Bien que ce panorama soit plutôt positif, les incertitudes économiques pèsent sur les anticipations des entreprises. Les différentes enquêtes menées par les organisations professionnelles pour l’Observatoire montrent l’inquiétude d’un dérapage des délais de paiement clients en 2023. En conséquence, de nombreuses entreprises déclarent porter une attention encore accrue à la gestion de leur poste client (prévention du risque, amélioration du recouvrement de créances) tout en reconnaissant, pour certaines, payer leurs factures dans des délais non acceptables. En outre, les délais de paiement dans la sphère publique constituent toujours un point d’alerte pour de nombreuses entreprises fournisseurs.

Pour les services de l’État, malgré une hausse de 14% des demandes de paiement, les délais globaux de paiement se sont à nouveau réduits de 1,5 jour entre 2021 et 2022 pour atteindre 14 jours, ce qui est un résultat très satisfaisant. En revanche, les collectivités territoriales et la fonction publique hospitalière voient en 2022 leurs délais globaux moyens de paiement s’accroître de 1,3 jour pour s’établir à 28,9 jours, reflet d’une hausse du prix des intrants se répercutant sur les marchés publics et la trésorerie des collectivités territoriales et des établissements publics de santé. Même si ce délai moyen reste inférieur à la limite de 30 jours qui prévaut dans le secteur public, cette tendance, qui concerne toutes les tailles et tous les types de collectivités, s’inscrit à contre-courant de plusieurs années d’amélioration régulière.

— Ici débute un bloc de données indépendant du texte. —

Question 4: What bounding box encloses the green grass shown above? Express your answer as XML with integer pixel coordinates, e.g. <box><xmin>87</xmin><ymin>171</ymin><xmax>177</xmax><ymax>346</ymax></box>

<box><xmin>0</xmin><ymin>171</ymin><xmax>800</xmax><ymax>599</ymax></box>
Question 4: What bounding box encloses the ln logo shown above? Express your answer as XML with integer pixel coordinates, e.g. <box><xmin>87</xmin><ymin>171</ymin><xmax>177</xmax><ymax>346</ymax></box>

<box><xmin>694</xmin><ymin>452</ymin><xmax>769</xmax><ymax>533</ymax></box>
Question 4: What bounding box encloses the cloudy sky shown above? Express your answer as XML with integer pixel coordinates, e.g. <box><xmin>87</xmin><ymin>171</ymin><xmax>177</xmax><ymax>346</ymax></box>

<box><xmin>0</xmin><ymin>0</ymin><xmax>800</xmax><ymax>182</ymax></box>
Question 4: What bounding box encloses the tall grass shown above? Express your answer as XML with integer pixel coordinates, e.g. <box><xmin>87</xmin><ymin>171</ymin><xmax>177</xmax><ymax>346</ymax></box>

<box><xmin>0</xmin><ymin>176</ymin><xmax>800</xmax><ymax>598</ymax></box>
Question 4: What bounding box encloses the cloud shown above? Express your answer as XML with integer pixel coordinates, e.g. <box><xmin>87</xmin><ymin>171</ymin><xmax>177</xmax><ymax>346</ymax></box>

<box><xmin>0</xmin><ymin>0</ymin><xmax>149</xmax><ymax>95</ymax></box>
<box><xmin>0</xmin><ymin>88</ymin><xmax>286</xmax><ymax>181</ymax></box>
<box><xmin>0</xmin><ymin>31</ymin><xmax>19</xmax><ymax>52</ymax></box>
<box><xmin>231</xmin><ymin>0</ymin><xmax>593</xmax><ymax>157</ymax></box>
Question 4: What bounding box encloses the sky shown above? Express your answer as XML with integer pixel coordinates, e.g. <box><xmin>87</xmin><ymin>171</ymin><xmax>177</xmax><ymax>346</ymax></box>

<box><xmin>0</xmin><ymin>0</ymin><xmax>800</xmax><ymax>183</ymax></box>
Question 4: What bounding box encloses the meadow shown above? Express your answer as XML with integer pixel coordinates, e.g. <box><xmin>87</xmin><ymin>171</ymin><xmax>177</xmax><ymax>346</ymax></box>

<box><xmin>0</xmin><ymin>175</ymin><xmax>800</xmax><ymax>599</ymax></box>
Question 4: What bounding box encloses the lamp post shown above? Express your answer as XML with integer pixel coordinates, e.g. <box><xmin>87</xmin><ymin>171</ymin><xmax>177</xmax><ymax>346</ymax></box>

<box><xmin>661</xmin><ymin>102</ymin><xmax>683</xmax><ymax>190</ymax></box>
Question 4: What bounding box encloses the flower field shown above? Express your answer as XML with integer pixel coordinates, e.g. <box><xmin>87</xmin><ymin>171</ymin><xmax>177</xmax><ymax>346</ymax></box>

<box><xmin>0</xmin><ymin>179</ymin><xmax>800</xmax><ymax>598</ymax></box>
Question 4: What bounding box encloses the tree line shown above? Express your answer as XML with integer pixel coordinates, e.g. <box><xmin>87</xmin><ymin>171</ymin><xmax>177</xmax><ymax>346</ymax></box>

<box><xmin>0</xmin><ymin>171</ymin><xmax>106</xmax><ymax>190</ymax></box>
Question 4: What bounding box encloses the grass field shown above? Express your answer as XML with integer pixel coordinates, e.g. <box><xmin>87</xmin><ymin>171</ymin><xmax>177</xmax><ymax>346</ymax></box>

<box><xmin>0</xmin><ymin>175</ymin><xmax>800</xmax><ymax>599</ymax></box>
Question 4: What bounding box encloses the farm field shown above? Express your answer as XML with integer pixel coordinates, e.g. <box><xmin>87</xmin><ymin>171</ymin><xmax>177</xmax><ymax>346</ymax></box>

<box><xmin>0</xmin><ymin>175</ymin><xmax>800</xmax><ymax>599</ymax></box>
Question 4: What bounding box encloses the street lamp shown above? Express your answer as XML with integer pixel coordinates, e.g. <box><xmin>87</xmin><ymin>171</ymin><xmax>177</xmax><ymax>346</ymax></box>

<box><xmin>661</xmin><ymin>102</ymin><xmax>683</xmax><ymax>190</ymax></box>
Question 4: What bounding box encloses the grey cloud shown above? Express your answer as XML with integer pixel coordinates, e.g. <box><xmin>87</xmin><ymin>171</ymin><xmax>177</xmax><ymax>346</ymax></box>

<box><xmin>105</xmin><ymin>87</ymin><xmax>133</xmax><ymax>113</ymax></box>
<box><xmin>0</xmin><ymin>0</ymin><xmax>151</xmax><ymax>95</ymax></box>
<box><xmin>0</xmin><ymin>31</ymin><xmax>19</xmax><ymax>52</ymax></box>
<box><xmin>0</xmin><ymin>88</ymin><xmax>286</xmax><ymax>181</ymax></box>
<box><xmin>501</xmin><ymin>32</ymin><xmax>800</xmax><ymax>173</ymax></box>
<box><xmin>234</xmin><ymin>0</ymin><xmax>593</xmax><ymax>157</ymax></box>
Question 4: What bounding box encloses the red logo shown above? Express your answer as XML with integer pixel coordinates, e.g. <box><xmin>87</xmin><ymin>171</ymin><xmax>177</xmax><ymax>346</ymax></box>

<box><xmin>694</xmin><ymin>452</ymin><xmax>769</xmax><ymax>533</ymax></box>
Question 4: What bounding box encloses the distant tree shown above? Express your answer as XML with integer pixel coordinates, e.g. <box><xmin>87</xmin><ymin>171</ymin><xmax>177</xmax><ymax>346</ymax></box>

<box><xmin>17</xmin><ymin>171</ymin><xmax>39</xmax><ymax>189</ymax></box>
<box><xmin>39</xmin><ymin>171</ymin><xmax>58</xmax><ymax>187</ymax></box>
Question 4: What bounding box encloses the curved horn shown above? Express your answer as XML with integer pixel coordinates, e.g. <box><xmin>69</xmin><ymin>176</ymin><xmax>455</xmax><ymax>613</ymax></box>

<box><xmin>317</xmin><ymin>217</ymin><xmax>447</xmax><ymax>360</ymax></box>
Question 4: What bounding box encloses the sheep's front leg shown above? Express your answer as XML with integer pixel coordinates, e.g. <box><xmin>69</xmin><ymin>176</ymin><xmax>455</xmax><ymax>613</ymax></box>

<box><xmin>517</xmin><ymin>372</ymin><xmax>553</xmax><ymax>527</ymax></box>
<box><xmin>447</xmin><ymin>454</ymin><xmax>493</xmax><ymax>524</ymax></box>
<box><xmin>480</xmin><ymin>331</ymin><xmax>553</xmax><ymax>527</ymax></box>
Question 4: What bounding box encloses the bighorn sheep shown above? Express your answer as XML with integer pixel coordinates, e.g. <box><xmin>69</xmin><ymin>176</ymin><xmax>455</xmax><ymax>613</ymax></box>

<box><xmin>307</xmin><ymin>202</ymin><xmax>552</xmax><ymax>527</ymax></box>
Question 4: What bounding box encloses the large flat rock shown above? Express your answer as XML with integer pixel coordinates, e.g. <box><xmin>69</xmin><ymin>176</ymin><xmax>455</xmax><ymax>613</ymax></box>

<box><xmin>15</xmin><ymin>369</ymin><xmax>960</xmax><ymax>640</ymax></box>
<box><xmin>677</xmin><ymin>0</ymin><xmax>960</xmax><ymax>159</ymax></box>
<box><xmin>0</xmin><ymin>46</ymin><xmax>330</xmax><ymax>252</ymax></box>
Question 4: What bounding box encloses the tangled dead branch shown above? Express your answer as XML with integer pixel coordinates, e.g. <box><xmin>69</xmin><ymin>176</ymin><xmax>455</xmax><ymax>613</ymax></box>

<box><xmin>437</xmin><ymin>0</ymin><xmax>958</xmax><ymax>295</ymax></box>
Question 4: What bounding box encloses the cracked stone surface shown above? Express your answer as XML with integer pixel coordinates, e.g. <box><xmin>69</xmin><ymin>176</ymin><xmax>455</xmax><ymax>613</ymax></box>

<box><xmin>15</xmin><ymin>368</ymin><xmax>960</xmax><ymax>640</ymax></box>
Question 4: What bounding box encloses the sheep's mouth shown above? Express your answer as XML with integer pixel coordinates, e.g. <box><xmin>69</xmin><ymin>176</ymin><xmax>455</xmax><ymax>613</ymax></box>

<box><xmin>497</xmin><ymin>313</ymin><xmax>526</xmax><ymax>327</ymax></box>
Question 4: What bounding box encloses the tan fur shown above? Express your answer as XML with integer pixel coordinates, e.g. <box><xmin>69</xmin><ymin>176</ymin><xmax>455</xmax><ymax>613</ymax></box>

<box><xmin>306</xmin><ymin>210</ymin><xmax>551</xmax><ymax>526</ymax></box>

Dans ce contexte, l’Observatoire souligne à nouveau l’importance qu’attachent les entreprises à la mise en œuvre de la base de données des délais de paiement des collectivités locales prévue par la loi PACTE. Celle-ci permettrait aux entreprises de s’informer avant de répondre à un appel d’offres public et aurait vraisemblablement un effet pédagogique sur les comportements de paiement de certaines collectivités. Au-delà, les organisations professionnelles attendent beaucoup du déploiement complet de la facturation électronique, qui devrait être un vecteur de progrès significatif pour réduire les délais de paiement.